In a attempt to be constructive I did some research on the matter. From reading RFC 3550 and debugging Native Code implementation I discovered that:
- the RTP timestamps present in every incoming frame webrtc::VideoFrame starts from a initial random value (5.1 RTP Fixed Header Fields);
- RFC 3550 prescripts a sender to periodically send a Sender Report (6.4.1 SR: Sender Report RTCP Packet) with contains NTP timestamp, which is supposed to be the sender system wallclock and a RTP timestamp for the current SSRC (source identifier);
- The SR allows to correlate RTP timestamps to sender absolute time, allowing for example to synchronization different RTP sources (example audio and videos);
- Empirically verified: all major browsers I tested (Chrome, Firefox, Edge, Safari) respects the prescription of RFC 3550 so that NTP wallclock is seconds since 1 January 1900 UTC (4. Byte Order, Alignment, and Time Format).
To achieve my intended design, specifically to correlate a sync point in the remote JS peer to Native Code incoming video frame timestamps, I should do the following:
- In the JS peer take Date.now() at the sync point and convert to NTP wallclock time (seconds since 1 January 1900 UTC). Send this timestamp to the Native Code peer;
- Correlate RTP timestamps of incoming webrtc::VideoFrame to sender NTP wallclock. Compare these NTP timestamps to the above sync point NTP timestamp.
From static analysis and live debugging of Native Code it seems all utility classes to perform this task are available but **not** properly exposed nor fed with useful data. In particular:
- webrtc::RtpToNtpEstimator is supposed to correlate RTP to NTP timestamps;
- In webrtc::vcm::RtpVideoStreamReceiver an instance of RtpToNtpEstimator is wrapped through webrtc::RemoteNtpTimeEstimator;
- RemoteNtpTimeEstimator has a completely different purpose than RtpToNtpEstimator: it's meant to estimate a NTP timestamp based on **local** wallclock, not the sender one;
- Interesting enough, RemoteNtpTimeEstimator is never fed with parameters because to work it also need RTT (round-trip time, refer to RtpVideoStreamReceiver::DeliverRtcp()). RTT seems to be computed only when Receiver Reference Time Reports (RRTR), described by RFC 3611[2], are received. Even if "exposed" in a recent patch[2] in M67, RRTR are disabled and non functional by default.

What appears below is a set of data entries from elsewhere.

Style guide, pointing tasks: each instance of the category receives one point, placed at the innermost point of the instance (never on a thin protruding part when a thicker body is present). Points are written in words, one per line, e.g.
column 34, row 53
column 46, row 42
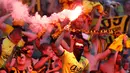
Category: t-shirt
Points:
column 71, row 65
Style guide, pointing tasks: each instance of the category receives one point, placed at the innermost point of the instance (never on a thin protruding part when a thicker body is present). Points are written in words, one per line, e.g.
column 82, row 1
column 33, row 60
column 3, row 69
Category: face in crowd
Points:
column 29, row 50
column 21, row 59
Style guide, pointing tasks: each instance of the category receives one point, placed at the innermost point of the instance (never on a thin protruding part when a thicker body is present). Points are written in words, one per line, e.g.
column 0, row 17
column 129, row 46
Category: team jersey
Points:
column 71, row 65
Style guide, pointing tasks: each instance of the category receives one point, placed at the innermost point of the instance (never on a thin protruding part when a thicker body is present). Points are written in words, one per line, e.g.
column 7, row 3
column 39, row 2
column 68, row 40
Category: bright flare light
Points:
column 75, row 13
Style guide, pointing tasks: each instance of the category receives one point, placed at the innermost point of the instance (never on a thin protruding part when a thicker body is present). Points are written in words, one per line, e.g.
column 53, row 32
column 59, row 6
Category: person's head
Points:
column 2, row 70
column 78, row 47
column 28, row 49
column 127, row 6
column 79, row 22
column 46, row 49
column 118, row 59
column 126, row 65
column 86, row 46
column 111, row 56
column 20, row 58
column 16, row 35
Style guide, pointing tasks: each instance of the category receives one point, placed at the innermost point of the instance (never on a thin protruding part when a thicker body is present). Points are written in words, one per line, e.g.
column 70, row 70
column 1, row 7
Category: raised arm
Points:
column 56, row 46
column 2, row 19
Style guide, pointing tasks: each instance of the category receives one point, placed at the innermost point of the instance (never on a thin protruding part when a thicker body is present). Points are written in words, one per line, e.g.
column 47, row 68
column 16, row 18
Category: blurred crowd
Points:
column 79, row 46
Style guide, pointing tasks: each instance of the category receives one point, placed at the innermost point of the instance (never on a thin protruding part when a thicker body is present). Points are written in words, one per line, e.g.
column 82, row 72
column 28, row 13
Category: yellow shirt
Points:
column 88, row 6
column 71, row 65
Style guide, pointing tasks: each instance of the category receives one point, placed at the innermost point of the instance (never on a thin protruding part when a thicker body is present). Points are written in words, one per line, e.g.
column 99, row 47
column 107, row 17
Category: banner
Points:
column 118, row 23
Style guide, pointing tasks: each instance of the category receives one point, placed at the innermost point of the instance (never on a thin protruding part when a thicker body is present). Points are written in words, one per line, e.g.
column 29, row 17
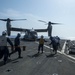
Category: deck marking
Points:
column 60, row 52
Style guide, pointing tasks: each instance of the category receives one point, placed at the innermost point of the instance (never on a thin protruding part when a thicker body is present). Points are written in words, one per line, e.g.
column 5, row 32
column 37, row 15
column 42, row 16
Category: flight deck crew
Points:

Summarizing, what I'm asking to is actually a missing feature and requires quite some internals knowledge to put it in place. I actually sketched an attack plan to implement the feature:
- Add a publicly accessible "sender_ntp_time_ms" field to webrtc::VideoFrame and all intermediate result classes that precede in the chain to allow propagation;
- Make it possible in webrtc::RemoteNtpTimeEstimator to use an external instance of webrtc::RtpToNtpEstimator;
- Add two instances, respectively webrtc::RtpToNtpEstimator and webrtc::RemoteNtpTimeEstimator, to base class webrtc::RtpData, or inherit it so it can be used by both webrtc::vcm::RtpVideoStreamReceiver or webrtc::Channel (used for audio?). Instance of RemoteNtpTimeEstimator should use the external RtpToNtpEstimator;
- On the received Rtcp packets, inheritors should update either RemoteNtpTimeEstimator or the RtpToNtpEstimator, depending on the availability of the RTT;
- RtpVideoStreamReceiver (and other classes for audio) should always estimate "sender_ntp_time_ms" from local RtpToNtpEstimator and set it to intermediate classes in the pipeline (probably RtpVideoStreamReceiver::OnReceivedPayloadData) so it will be eventually propagated to webrtc::VideoFrame.
What do you think? Makes sense?
Regards,
Francesco